GO GATORS: DEPUTIES REMOVE ALLIGATOR FROM SCHOOL PLAYGROUND
OKEECHOBEE, Fla. (AP) — A Florida elementary school got to meet a live version of its mascot after a small alligator was found in the school’s playground. The Okeechobee County Sheriff’s Office said its deputies found the alligator on the Everglades Elementary School’s playground Wednesday afternoon. The school’s mascot is an alligator clad in orange, which is a bit different from the 4-foot-6-inch alligator deputies captured. Deputies later released the gator in the Nubbin Slough River, but not before affectionately naming it “Everglades.”

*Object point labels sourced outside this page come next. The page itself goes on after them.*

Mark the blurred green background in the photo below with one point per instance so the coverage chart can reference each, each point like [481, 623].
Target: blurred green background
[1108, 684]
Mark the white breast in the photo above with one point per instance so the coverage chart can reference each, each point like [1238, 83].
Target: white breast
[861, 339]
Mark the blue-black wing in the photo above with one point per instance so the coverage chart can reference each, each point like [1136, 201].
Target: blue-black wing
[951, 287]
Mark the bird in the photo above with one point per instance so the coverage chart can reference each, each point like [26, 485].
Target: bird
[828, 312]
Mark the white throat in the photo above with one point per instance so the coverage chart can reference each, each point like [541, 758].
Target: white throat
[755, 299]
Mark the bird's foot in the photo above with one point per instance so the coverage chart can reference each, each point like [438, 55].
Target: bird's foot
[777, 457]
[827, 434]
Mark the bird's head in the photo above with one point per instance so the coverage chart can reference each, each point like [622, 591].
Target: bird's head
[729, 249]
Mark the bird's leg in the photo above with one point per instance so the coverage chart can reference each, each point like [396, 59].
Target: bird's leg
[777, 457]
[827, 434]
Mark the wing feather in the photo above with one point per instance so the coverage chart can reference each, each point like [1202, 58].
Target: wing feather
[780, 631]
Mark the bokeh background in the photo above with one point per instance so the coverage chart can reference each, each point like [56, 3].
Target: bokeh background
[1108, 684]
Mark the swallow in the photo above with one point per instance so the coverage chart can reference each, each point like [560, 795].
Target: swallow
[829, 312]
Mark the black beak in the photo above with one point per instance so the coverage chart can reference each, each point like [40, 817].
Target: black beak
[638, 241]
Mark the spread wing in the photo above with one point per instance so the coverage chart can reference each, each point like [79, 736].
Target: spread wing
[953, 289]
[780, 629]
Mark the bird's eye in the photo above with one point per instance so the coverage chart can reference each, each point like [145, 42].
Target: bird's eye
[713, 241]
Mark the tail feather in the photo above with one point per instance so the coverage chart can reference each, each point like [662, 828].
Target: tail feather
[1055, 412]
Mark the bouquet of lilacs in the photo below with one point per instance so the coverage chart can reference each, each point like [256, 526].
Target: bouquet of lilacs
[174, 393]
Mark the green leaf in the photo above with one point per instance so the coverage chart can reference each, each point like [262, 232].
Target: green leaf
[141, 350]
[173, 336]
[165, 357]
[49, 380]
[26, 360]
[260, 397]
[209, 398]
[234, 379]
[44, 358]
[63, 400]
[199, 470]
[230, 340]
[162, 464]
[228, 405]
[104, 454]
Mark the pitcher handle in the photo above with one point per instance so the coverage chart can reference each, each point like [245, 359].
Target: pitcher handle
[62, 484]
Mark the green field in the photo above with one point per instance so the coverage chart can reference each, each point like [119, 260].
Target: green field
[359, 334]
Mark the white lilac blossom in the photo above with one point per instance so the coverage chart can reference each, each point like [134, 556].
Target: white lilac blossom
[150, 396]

FISHING BOAT SUNK OFF S. CAROLINA COAST AS ARTIFICIAL REEF
CHARLESTON, S.C. (AP) — An old fishing boat and some concrete erosion structures are the latest things wildlife officials are sinking to create artificial reefs in the ocean off South Carolina. The Department of Natural Resources says the 65-foot fishing trawler and the concrete blocks were added to the C.J. Davidson Jr. Reef off Georgetown. They join a large barge and 20 Army vehicles in about 50 feet of water as wildlife officials hope fish and other marine life will thrive in the nooks and crannies. DNR has been sinking things for artificial reefs for 40 years. Bridge spans, military vehicles and subway cars are all now on the ocean floor.